# AdMob im Projekt einbinden?



## bruce85 (23. Nov 2012)

Hallo,
ich versuche schon sehr lange AdMob bei mir einzubauen, ich habe auch sehr viele Tutorials gefunden, leider funktioniert es nicht bei mir.

In der AndroidManifest.xml habe ich folgendes hinzugefügt:
[XML]<activity android:name="com.google.ads.AdActivity" android:configChanges="keyboard|keyboardHidden|orientation|screenLayout|uiMode|screenSize|smallestScreenSize" />[/XML]
Hier meldet er folgendes:
error: Error: String types not allowed (at 'configChanges' with value 'keyboard|keyboardHidden|orientation|screenLayout|uiMode|screenSize|smallestScreenSize').

Der sagt mir, das die String Typen nicht erlaubt sind, aber bei einem beispiel Exemplar, die ich von einem Tutorial runtergeladen hab, funktioniert es doch auch.

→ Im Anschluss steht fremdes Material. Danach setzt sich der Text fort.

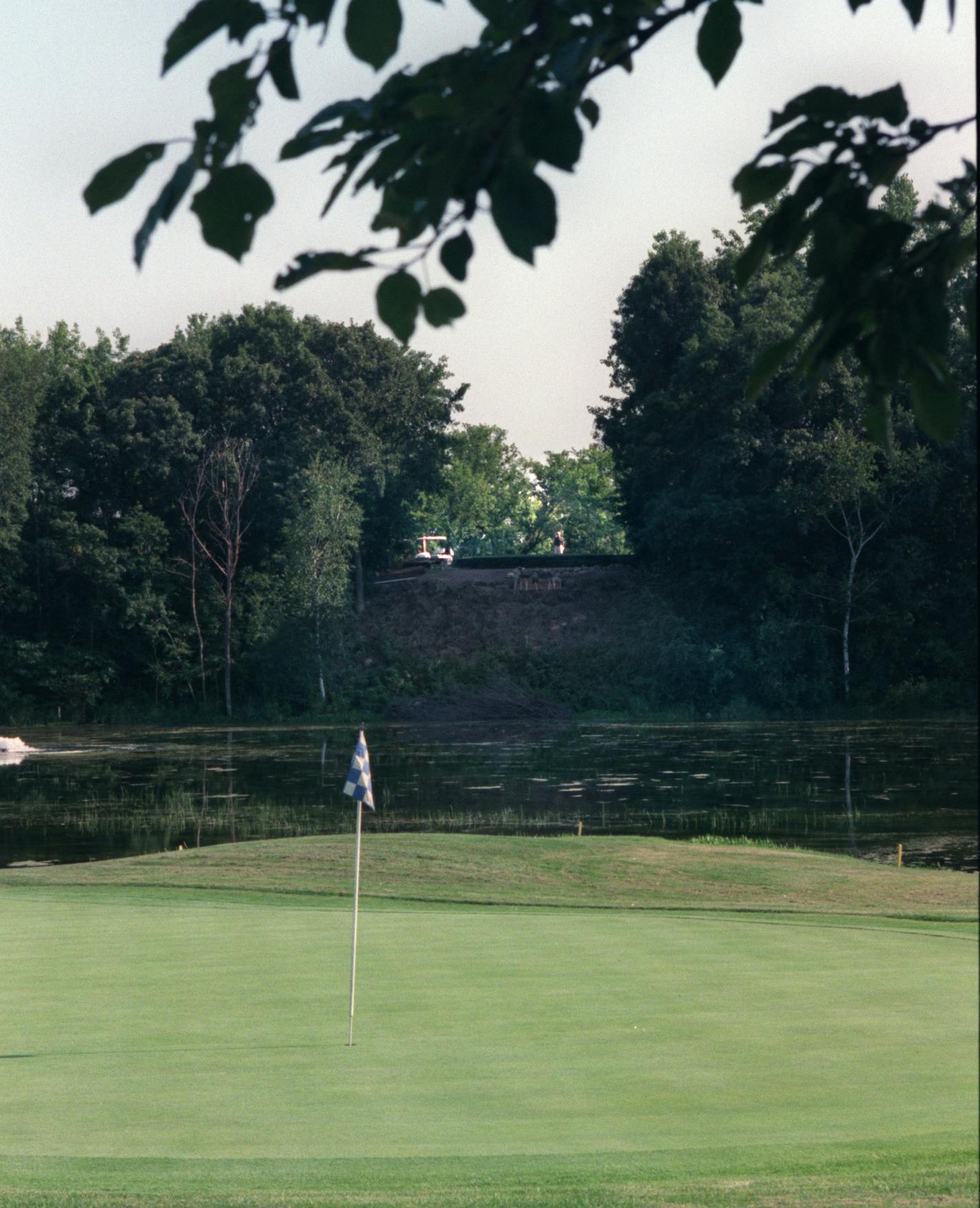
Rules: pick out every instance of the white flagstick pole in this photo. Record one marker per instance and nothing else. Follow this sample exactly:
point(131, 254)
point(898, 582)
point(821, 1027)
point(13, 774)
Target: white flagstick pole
point(354, 939)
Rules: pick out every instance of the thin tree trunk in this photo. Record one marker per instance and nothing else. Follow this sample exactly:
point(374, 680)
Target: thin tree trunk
point(846, 630)
point(358, 582)
point(227, 651)
point(319, 654)
point(198, 621)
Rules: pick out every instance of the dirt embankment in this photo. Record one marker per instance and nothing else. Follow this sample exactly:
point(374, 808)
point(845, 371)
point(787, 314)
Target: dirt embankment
point(520, 635)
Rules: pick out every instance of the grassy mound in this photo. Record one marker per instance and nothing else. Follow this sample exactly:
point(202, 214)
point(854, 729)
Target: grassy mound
point(588, 872)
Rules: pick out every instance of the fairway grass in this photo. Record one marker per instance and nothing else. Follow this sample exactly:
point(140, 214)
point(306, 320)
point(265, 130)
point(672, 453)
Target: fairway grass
point(167, 1046)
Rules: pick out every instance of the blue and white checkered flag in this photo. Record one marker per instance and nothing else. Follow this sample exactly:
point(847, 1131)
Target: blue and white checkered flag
point(358, 784)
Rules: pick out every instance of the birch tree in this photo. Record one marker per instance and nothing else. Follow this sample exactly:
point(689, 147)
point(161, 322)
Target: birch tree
point(214, 511)
point(321, 544)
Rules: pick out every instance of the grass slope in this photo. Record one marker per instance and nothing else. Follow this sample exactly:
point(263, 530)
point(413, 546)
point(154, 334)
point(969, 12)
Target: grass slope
point(588, 872)
point(166, 1046)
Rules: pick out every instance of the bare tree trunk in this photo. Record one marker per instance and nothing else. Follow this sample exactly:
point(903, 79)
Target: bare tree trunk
point(358, 582)
point(319, 654)
point(198, 624)
point(225, 476)
point(846, 630)
point(227, 651)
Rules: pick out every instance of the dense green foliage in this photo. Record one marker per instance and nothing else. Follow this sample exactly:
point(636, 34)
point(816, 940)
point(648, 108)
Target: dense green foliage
point(166, 513)
point(474, 126)
point(813, 564)
point(495, 502)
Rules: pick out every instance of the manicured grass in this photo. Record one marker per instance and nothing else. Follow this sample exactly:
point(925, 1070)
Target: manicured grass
point(166, 1046)
point(593, 871)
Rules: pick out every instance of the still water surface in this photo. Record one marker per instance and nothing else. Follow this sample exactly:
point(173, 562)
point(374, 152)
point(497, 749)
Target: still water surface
point(94, 793)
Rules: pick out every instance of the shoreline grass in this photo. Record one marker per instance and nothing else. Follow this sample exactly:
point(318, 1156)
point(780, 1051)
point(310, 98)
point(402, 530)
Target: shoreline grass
point(626, 1024)
point(590, 872)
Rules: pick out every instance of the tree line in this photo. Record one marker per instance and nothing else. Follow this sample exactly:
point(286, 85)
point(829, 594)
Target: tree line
point(191, 527)
point(820, 566)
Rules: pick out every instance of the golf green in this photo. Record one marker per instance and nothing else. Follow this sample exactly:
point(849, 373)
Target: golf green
point(139, 1026)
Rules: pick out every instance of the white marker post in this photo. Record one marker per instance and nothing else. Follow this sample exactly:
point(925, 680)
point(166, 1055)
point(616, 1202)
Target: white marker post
point(354, 937)
point(358, 785)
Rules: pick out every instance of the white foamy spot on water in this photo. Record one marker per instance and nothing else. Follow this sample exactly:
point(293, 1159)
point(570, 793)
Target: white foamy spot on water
point(14, 745)
point(14, 750)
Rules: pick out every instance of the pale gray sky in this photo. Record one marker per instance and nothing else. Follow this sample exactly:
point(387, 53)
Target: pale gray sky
point(81, 85)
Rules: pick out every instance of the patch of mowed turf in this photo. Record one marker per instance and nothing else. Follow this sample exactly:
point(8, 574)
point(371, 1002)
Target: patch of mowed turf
point(132, 1030)
point(599, 872)
point(926, 1171)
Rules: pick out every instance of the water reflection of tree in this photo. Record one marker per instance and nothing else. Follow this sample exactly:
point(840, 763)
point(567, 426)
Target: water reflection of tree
point(849, 806)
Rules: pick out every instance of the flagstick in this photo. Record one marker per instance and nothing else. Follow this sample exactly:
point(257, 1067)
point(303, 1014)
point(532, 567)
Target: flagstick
point(354, 939)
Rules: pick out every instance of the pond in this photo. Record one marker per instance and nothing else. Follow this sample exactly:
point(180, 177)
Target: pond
point(94, 793)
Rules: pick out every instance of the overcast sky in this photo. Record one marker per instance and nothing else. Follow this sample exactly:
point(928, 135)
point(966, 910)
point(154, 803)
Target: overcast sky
point(81, 85)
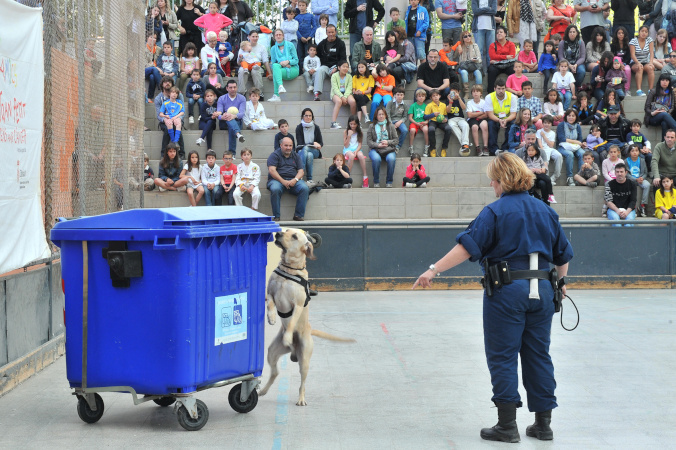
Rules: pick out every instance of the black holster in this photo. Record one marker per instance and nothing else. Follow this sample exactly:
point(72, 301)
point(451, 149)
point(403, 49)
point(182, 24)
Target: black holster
point(558, 289)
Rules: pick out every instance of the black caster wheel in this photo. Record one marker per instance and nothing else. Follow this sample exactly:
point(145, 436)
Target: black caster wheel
point(86, 413)
point(237, 404)
point(188, 422)
point(165, 401)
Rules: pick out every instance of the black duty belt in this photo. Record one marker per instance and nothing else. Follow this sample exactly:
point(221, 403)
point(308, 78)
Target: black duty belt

Woran könnte das Problem denn liegen?

MfG


----------



## schlingel (24. Nov 2012)

> Woran könnte das Problem denn liegen?


Das Problem liegt an der verwendeten API-Version. Um AdMob zu verwenden muss man eine etwas höhere Version des SDKs verwenden. (HONEYCOMB wenn ich mich nicht täusche, ist das Minimum)

Du kannst natürlich das Projekt auch für geringere Versionen ausführen aber wenn du nicht min. API Level 11 verwendest, gibt's die nötigen Attribut-Werte nicht.


----------



## bruce85 (24. Nov 2012)

Vielen Dank, durch viel googeln hab ich das auch herausgefunden und die API level auf 15 gestellt.

Ich hab da noch eine Frage:
Bei meinem Projekt erstelle ich ein Panel und auf diesem Panel werden halt bilder u.s.w. gezeichnet.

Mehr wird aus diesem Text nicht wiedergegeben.